1944 verursachten sechs Artillerietreffer beträchtlichen Gebäudeschaden. Doch war die Villa in der Nachkriegszeit weiterhin Domizil der Kinobesitzerfamilie und in den späten 50ern erlebte sie sogar ihre eigentliche Blütezeit. Stars wie Hans Albers kamen und gingen und im Inneren des repräsentativen Runderkers im Erdgeschoß wurde manch kostbare Flasche Whisky oder Champagner geköpft, die gerade die Filmstars aus dem Westen der jungen, kargen Bundesrepublik durchaus zu schätzen wussten. Für eine kurze, gleichwohl einprägsame Zeitspanne ging es rund um die sechs Völklinger Kinosäle mit ihren jährlich rund einer Million (!) Besuchern geradezu „jet-settig“ zu.

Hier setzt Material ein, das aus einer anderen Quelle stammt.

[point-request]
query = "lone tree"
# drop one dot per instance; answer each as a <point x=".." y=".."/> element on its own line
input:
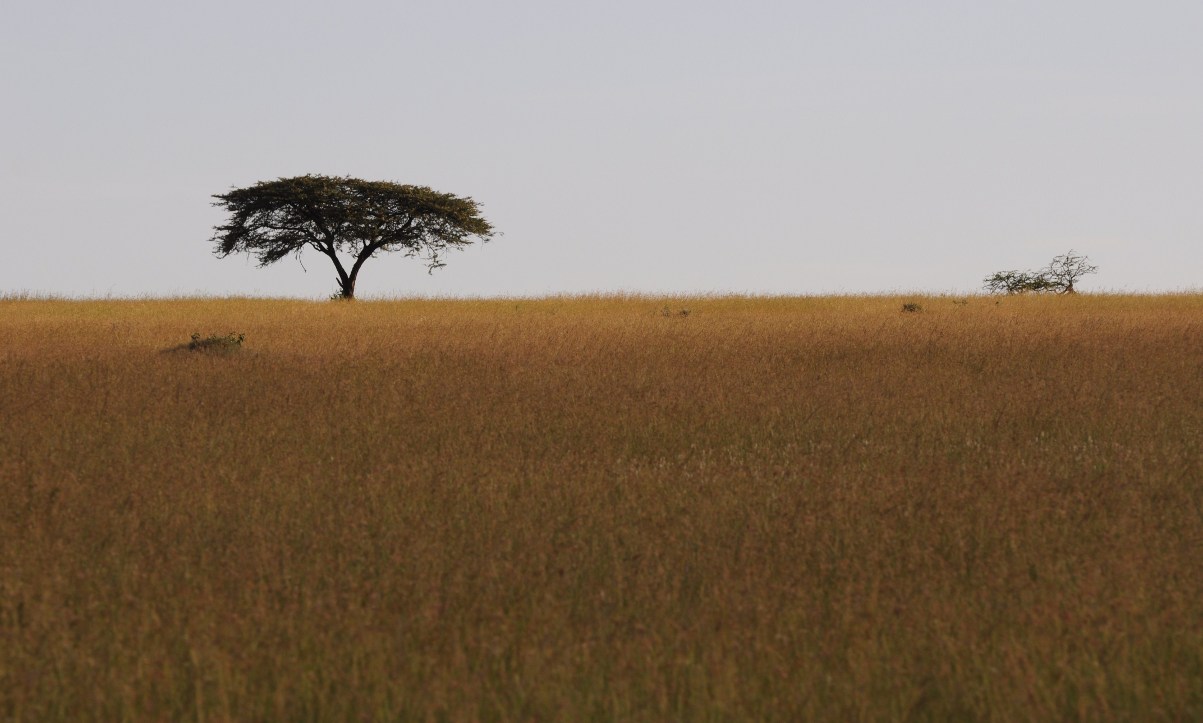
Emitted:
<point x="1058" y="277"/>
<point x="274" y="219"/>
<point x="1064" y="271"/>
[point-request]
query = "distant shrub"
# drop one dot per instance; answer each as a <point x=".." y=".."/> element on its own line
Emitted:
<point x="1058" y="277"/>
<point x="217" y="344"/>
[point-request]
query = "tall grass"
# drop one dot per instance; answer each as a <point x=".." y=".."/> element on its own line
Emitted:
<point x="566" y="508"/>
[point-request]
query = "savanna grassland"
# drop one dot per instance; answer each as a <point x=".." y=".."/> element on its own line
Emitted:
<point x="603" y="508"/>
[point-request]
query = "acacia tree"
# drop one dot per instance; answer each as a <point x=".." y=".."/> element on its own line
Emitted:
<point x="1058" y="277"/>
<point x="350" y="217"/>
<point x="1064" y="271"/>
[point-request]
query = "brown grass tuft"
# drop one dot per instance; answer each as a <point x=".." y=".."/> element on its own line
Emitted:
<point x="567" y="508"/>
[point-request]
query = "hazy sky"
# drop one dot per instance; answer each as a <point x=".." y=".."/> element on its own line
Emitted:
<point x="653" y="146"/>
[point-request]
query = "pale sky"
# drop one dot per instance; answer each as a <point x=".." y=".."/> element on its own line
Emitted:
<point x="623" y="146"/>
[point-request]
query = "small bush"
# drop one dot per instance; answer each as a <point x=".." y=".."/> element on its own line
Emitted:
<point x="1058" y="277"/>
<point x="218" y="344"/>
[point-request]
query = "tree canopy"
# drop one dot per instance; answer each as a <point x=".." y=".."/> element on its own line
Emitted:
<point x="333" y="215"/>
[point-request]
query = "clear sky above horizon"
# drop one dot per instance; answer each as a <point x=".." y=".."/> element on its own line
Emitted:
<point x="624" y="147"/>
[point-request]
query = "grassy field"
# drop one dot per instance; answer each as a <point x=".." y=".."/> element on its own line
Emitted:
<point x="603" y="508"/>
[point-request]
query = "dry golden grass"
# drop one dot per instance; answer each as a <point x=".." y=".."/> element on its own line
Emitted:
<point x="603" y="508"/>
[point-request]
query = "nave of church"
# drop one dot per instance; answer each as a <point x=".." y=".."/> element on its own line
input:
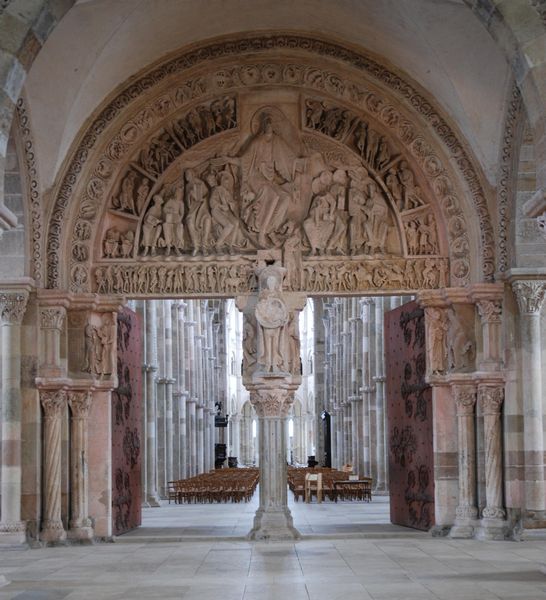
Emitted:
<point x="303" y="242"/>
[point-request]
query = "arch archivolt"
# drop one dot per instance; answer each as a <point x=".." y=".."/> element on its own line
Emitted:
<point x="201" y="167"/>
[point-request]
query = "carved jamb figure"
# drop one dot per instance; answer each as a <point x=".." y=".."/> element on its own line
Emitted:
<point x="460" y="347"/>
<point x="198" y="219"/>
<point x="222" y="210"/>
<point x="173" y="227"/>
<point x="437" y="328"/>
<point x="320" y="223"/>
<point x="377" y="226"/>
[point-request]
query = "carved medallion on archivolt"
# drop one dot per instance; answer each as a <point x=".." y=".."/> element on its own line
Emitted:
<point x="335" y="195"/>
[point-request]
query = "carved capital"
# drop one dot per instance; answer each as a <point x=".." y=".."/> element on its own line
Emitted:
<point x="271" y="403"/>
<point x="13" y="306"/>
<point x="493" y="512"/>
<point x="53" y="402"/>
<point x="79" y="402"/>
<point x="52" y="318"/>
<point x="491" y="398"/>
<point x="490" y="311"/>
<point x="530" y="295"/>
<point x="465" y="399"/>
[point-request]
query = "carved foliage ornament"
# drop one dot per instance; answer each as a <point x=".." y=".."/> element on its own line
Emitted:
<point x="465" y="398"/>
<point x="491" y="398"/>
<point x="53" y="402"/>
<point x="194" y="89"/>
<point x="13" y="306"/>
<point x="529" y="295"/>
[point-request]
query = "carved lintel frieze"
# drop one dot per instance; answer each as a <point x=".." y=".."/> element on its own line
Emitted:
<point x="465" y="399"/>
<point x="437" y="328"/>
<point x="13" y="306"/>
<point x="490" y="311"/>
<point x="52" y="318"/>
<point x="491" y="398"/>
<point x="529" y="295"/>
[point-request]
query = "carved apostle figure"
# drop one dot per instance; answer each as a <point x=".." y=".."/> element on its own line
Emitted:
<point x="357" y="216"/>
<point x="222" y="210"/>
<point x="270" y="176"/>
<point x="198" y="219"/>
<point x="272" y="317"/>
<point x="437" y="328"/>
<point x="173" y="228"/>
<point x="151" y="228"/>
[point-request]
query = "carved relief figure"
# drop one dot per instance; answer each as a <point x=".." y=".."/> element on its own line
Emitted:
<point x="222" y="211"/>
<point x="270" y="177"/>
<point x="377" y="226"/>
<point x="320" y="223"/>
<point x="151" y="228"/>
<point x="460" y="347"/>
<point x="357" y="215"/>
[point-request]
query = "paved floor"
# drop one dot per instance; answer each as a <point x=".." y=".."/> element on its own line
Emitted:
<point x="379" y="564"/>
<point x="234" y="521"/>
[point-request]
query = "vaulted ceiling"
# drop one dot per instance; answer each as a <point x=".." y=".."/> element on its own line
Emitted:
<point x="101" y="44"/>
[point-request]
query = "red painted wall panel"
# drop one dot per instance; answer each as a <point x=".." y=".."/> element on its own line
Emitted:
<point x="127" y="426"/>
<point x="409" y="418"/>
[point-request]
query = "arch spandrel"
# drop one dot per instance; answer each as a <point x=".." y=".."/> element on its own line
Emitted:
<point x="105" y="207"/>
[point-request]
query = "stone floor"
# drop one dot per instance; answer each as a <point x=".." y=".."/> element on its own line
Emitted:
<point x="234" y="521"/>
<point x="379" y="562"/>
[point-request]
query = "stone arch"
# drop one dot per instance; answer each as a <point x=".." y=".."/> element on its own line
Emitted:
<point x="349" y="84"/>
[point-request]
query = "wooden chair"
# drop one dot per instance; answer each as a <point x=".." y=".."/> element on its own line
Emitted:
<point x="313" y="483"/>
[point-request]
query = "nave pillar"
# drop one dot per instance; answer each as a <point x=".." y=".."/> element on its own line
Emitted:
<point x="13" y="303"/>
<point x="272" y="374"/>
<point x="530" y="296"/>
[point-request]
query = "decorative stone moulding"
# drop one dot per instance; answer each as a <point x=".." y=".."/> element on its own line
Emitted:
<point x="192" y="170"/>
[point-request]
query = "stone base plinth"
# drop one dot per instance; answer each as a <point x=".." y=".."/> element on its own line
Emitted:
<point x="273" y="525"/>
<point x="492" y="529"/>
<point x="13" y="536"/>
<point x="53" y="533"/>
<point x="463" y="529"/>
<point x="535" y="519"/>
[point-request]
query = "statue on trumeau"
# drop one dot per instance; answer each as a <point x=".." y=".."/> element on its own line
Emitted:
<point x="272" y="316"/>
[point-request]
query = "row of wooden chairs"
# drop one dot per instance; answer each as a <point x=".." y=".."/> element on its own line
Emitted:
<point x="326" y="483"/>
<point x="221" y="485"/>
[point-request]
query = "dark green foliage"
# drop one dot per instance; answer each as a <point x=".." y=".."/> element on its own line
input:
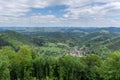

Im Jahre 1961 wurde die „Villa Theis“ an die Stadt Völklingen veräußert, die sie später an die Stadtwerke weiter gegeben hat. Aus dieser Zeit datiert ihr letzter Beitrag zur Kinogeschichte Völklingens. Günther Theis fand, im mehrfach vom nahen Köllerbach überfluteten Keller, einige verrostete Filmdosen mit unerwartet kostbarem Inhalt. Belichtete, völlig unversehrt erhaltene Filmrollen aus Nitrozellulose, die sein Vater Sebastian 1928 in Völklingen hatte drehen lassen, eine Zeitkapsel, ein einzigartiges Dokument. Die Villa ist in der Zwischenzeit aufwändig renoviert worden, heute präsentiert sie sich in einer sehr schmucken Form. Sie beherbergt unter anderem ein Beratungsbüro für den Verkehrsverbund. Andere Räume stehen für Veranstaltungen zur Verfügung.

Das über 80 Jahre alte Haus ist Zeugnis einer Völklinger Zeit, in der die Stadt wirtschaftlich und kulturell gut da stand und die Bürger bei der Errichtung von Wohn- und Geschäftshäusern sich auch gestalterisch Vorzeigeprojekte leisten konnten. Dass die „Villa Theis“ über die Jahre den Stil ihrer Errichtungszeit hat beibehalten können, ist besonders erfreulich.